There was another sign. I called one of my students aside to congratulate him on earning a perfect score on Friday's test, a test I'm returning to the class later this week. A smile beamed across his face. "Hey, that's the first unit that I read the chapters for!"
I exercised my discretion by not reminding him of the dangers of ending a sentence with a preposition.
I don't doubt that it was the first exam for which he adequately prepared. I've approached the economics course I teach in something of a casual style. There is no point value for homework completion or for quizzes. The only grades that matter, really, are for exams and projects. I permit students the freedom to evaluate the costs and benefits of spending their time to prepare for class. They can conclude whether or not they were satisfied with the grades coming forth from their efforts. Teaching this course has given me the humility to know that despite the best of my efforts, some of the material will come more easily to some than to others. My understanding of the nature of kids is that they need to experiment with cutting corners and taking risks.

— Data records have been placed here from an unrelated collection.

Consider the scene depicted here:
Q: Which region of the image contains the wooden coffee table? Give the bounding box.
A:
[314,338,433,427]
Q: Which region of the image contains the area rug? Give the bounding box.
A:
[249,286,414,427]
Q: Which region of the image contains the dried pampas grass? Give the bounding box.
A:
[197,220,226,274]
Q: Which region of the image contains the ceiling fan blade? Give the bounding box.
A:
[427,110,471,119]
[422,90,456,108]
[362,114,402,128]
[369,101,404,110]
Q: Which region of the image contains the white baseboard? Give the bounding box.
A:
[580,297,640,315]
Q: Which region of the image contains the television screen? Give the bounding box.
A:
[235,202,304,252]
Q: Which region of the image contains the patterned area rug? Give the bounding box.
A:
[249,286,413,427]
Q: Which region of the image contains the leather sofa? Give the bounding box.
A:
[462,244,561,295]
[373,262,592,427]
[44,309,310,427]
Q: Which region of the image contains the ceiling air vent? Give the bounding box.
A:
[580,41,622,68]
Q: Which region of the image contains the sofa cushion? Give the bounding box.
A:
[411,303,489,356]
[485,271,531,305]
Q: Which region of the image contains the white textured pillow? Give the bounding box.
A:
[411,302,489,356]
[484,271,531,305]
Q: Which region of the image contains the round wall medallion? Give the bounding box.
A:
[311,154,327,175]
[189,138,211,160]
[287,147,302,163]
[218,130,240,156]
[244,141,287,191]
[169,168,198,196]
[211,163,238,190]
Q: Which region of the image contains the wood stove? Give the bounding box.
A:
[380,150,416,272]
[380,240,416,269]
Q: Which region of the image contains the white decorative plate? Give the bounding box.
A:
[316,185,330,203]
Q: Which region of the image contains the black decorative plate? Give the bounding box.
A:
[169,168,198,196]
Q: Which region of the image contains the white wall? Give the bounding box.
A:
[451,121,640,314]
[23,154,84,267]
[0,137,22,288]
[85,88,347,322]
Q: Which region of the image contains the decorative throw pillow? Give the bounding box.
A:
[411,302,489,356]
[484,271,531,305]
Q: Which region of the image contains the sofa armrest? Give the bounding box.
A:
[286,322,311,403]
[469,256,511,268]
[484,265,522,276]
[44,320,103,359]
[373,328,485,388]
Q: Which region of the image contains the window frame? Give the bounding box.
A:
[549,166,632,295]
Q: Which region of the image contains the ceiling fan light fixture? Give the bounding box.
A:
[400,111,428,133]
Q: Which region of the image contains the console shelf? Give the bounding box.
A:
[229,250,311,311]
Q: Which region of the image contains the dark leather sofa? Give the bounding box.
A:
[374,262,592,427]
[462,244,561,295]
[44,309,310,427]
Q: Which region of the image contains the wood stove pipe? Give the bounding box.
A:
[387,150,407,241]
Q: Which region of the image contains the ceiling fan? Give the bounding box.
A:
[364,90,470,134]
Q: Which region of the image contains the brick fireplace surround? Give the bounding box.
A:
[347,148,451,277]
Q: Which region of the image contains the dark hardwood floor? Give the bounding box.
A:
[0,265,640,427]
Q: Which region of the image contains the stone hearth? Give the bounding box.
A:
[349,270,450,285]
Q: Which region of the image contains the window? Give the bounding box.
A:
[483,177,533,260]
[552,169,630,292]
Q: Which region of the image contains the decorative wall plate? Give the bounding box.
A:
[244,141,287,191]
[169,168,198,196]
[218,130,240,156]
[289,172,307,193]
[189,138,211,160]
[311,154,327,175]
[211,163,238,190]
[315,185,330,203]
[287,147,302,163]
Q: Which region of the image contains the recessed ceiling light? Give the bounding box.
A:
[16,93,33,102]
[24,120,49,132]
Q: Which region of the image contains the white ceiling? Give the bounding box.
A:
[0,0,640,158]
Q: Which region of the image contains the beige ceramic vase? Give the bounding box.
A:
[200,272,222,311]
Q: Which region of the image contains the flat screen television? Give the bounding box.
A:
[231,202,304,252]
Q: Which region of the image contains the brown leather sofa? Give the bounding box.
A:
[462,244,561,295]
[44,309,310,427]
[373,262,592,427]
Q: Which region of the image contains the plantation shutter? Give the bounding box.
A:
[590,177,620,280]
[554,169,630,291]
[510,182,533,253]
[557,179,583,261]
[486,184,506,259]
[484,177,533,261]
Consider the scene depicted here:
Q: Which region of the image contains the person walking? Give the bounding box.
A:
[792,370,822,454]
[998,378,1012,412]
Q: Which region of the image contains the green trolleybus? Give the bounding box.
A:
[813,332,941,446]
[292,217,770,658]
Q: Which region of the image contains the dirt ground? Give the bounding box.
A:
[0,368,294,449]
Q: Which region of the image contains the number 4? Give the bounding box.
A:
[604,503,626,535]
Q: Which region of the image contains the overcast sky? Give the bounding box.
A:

Some might say that I'm irresponsible for not requiring reading and homework, for not demanding more of a commitment from my students. Yet I consider myself privileged to be in a position, due to my experience and credibility, to offer my students the chance to take risks and figure out what they want. It's an over-programmed world, a world in which kids are accustomed to adults making the major decisions for them. AP Macroeconomics is a forum in which I can let them dabble with responsibility and irresponsibility, and let them figure out what they're capable of doing, even if doing that means learning from the lessons of underperforming.
I'm learning a lot this year about fostering the atmosphere that I want to foster in my high school classroom. An atmosphere for learning about what's interesting, about cultivating curiosity, about how to model the way in which adults and adults-in-training work with one another. I'm learning a lot about engaging with kids who have a lot in front of them and a bewildering amount of stuff going on around them. I'm laughing a lot, and modeling what it is to be engaged with the news, real life, an academic discipline, and with intelligent, interesting people.
I'm also learning how one cannot conduct a classroom in a manner inconsistent with the values of the discipline one teaches. Economics often leads us to the conclusion "it depends." Economics teaches us that we can give our best efforts to make something more likely, but a lot of stuff can intervene. It's a different kind of humility than the discipline of history, the discipline in which I have my formal training. And, sadly, it's a discipline that commands such a different outlook on how I should engage the learner that I might become unsuitable for teaching history.